The first group is composed of those who need to use the rescheduling to keep their hosts working, for several real reasons, the best example of this group is when no MB apps where avaiable to his OS. They have no other option than rescheduler their jobs. So is good for the project in this case (keep more hosts crunching).

There are several other who realy knows how to rescheduling and uses the rescheduler just to store more WU on their hosts but crunch the WU on the right device (GPU WU on GPU only) so in theory this still have no impact on the project.

From my POV both groups are "good reschedulers", if they stay within the 200WU limit of course, and if you look with imparciality what they doing is good for the project (applause to them)

And there are a third group, those who only rescheduling to optain more RAC, the "allready called cheaters". They are the ones who we need to worry about.

Their host could crunch MB with no problems, then why they stockpilling to many AP WU and artificialy create a 15 or more days cache? if that is not needed after COLO. That i need to better understand, but my only clue is to obtain more RAC.

Some of them (mostly anonymous) could even return all the WU crunched in time, so they could say, we are doing no harm to the project, but they forget one point, we live on a community, they have no more right than the others to DL WU. Just the 3 top anonymous reschedulers host have in their caches about 2% of the entire project avaiable WU and produces only 0,1% of the project output, that´s can´t be right!

And there are the 100+100 WU limit, if they are in place, they are for a reason, to keep the DB small as possible (or at least what was noticied) so build large caches who could extrapolate this limits are clearely "against" the project roules, so that is clearely wrong. In my opinion, there are no excuses to break this limits (i agree this limits s@#@!! and i allready ask to rise the a little several times on this form but that is for another thread), so anyone who break this limit is wrong no mather if is for a good cause, roules are roules and are there to follow.

Just imagine, i´m not telling anyone will going do that, if any of the top crunchers decide to do the same, just 1 like me could acumulate 2-5% of the entire project AP WU, some could acumulate up to 10% (just do the math), so where this will end? But we are lucky almost all the top cruncher not cheating, thats is the nice part, congrats to all.

Hope i was able to start a peacefull exchange of words.
ID: 1479599 · Report as offensive
FeK9

Send message
Joined: 20 May 99
Posts: 40
Credit: 61,229,677
RAC: 26
South Africa
Message 1479637 - Posted: 20 Feb 2014, 15:55:43 UTC - in response to Message 1479599.  

Here in ZA the c-word is not used, instead the d-word... :)

Jokes apart, I agree with 'juan BFB'. What the third group is doing is not 'Cool'... :(

First person to use the c-word owes me a drink ;)

LOL - I´m doomed... :)

First of all, we need to separate "good and bad reschedulers"
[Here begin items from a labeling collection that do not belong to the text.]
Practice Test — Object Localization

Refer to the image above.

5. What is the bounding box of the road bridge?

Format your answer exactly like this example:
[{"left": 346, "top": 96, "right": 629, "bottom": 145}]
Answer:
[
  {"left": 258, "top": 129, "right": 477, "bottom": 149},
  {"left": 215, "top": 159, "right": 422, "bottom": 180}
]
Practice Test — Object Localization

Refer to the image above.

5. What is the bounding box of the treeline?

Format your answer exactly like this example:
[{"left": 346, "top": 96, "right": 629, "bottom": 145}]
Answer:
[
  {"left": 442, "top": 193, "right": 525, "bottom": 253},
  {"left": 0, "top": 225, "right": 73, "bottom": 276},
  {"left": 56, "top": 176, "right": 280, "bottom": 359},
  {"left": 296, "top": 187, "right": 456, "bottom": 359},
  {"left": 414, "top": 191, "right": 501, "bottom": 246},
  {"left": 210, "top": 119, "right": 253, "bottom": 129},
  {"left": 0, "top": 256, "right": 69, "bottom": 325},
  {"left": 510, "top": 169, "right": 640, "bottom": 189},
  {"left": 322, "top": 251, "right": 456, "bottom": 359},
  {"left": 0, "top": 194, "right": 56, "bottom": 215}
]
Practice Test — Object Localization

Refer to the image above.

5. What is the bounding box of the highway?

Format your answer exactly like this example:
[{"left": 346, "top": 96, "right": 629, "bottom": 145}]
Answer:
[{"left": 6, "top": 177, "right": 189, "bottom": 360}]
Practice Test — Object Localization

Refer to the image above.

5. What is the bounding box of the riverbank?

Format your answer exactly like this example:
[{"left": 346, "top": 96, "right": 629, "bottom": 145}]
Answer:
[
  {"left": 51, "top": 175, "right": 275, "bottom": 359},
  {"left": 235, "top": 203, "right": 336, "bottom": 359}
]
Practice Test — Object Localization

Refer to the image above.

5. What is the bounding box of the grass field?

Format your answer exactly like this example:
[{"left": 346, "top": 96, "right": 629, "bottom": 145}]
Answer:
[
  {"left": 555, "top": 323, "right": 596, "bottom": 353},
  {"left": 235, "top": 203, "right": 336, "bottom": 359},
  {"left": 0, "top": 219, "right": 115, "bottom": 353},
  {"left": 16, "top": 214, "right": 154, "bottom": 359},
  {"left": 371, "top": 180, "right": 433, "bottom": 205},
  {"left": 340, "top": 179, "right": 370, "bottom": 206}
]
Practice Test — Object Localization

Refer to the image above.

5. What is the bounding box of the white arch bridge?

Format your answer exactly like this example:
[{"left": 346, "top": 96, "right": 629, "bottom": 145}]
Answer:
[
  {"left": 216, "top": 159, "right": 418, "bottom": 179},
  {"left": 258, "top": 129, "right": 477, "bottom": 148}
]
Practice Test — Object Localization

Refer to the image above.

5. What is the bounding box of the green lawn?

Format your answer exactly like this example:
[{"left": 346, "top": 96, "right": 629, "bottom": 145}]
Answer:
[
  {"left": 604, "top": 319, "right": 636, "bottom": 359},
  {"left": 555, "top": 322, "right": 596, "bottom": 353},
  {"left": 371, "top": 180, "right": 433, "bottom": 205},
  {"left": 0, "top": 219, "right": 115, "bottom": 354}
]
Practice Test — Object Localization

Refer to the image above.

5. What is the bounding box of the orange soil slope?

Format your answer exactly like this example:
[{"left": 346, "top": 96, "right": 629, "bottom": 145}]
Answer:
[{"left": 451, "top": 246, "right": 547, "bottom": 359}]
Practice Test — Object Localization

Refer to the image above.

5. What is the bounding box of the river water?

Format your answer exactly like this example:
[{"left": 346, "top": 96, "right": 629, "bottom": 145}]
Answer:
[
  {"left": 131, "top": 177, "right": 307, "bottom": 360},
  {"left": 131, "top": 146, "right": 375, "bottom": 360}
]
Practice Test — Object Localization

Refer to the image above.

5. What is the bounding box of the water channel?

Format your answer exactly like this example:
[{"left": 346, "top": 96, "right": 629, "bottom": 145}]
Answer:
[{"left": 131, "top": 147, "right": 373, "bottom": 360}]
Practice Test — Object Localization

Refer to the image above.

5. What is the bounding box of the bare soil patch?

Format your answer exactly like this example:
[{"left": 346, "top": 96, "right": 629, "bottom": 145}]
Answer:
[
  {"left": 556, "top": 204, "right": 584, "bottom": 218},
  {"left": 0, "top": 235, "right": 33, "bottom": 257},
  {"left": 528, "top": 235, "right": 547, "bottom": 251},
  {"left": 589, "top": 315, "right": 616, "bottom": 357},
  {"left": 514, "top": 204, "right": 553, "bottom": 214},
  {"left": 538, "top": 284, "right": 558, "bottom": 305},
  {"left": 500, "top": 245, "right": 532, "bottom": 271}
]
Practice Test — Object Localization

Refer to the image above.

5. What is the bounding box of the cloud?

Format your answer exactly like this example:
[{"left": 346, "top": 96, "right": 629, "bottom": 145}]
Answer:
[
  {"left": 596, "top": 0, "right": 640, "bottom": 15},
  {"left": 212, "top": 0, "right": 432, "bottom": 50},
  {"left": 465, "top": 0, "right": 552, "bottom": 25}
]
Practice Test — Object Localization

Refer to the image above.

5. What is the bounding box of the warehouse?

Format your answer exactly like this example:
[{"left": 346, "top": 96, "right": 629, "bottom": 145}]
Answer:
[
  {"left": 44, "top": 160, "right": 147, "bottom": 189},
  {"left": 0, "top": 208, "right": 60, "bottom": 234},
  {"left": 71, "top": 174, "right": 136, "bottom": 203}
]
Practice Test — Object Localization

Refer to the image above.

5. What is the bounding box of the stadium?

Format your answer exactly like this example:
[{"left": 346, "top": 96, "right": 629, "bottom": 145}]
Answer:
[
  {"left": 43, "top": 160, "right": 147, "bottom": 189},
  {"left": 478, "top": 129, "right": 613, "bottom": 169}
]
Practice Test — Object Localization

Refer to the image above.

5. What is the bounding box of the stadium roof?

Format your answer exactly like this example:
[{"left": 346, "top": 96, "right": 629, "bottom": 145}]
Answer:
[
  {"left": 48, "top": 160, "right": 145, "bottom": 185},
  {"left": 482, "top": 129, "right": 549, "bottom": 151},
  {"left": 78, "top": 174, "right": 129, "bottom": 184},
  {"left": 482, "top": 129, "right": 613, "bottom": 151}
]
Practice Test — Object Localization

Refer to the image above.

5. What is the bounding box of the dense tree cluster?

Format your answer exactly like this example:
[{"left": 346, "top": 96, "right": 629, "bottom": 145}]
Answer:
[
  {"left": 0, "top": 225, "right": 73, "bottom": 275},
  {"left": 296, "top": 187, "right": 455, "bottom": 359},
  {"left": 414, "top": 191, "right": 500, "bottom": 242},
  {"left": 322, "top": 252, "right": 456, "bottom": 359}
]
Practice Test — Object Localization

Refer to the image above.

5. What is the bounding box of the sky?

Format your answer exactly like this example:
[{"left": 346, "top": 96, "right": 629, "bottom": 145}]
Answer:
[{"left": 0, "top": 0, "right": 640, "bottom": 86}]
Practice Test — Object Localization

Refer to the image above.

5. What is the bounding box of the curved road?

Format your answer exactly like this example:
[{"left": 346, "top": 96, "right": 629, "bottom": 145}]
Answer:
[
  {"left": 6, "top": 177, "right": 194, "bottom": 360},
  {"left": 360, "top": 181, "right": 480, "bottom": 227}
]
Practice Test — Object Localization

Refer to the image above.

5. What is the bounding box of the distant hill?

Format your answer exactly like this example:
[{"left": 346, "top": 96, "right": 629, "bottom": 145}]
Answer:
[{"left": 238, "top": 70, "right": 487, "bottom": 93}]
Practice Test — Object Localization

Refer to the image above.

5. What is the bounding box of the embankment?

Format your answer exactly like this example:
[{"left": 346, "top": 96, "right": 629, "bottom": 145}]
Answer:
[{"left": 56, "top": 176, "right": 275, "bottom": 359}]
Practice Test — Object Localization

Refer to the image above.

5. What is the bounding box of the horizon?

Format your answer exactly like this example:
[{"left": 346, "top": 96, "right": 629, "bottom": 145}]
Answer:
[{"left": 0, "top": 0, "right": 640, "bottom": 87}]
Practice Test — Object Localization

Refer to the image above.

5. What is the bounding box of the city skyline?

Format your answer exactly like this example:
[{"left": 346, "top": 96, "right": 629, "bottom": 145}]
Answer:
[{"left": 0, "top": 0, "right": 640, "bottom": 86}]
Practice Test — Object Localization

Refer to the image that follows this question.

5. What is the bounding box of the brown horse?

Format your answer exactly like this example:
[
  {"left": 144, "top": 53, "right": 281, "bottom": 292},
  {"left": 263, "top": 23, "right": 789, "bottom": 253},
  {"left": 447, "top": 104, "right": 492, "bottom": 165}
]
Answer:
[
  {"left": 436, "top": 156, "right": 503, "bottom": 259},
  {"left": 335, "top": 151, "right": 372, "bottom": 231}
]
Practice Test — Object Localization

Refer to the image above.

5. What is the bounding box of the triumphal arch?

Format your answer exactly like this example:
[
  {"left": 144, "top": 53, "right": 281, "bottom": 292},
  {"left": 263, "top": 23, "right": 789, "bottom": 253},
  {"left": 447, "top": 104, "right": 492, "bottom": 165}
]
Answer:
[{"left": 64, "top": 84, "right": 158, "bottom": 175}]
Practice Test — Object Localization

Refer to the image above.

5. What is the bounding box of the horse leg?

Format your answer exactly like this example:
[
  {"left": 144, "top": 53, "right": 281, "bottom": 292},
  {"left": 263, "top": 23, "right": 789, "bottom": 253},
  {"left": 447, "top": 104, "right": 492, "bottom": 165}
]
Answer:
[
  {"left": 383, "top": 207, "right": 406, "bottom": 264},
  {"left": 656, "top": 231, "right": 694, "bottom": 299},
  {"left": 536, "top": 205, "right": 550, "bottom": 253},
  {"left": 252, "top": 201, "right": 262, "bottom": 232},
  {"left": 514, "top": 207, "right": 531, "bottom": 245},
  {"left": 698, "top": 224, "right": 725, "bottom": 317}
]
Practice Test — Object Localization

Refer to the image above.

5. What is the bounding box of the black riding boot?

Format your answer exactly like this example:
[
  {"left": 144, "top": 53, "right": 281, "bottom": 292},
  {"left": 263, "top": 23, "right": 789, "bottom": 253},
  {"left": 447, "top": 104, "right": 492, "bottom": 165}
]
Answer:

The first group is composed of those who need to use the rescheduling to keep their hosts working, for several real reasons, the best example of this group is when no MB apps where avaiable to his OS. They have no other option than rescheduler their jobs. So is good for the project in this case (keep more hosts crunching).

There are several other who realy knows how to rescheduling and uses the rescheduler just to store more WU on their hosts but crunch the WU on the right device (GPU WU on GPU only) so in theory this still have no impact on the project.

From my POV both groups are "good reschedulers", if they stay within the 200WU limit of course, and if you look with imparciality what they doing is good for the project (applause to them)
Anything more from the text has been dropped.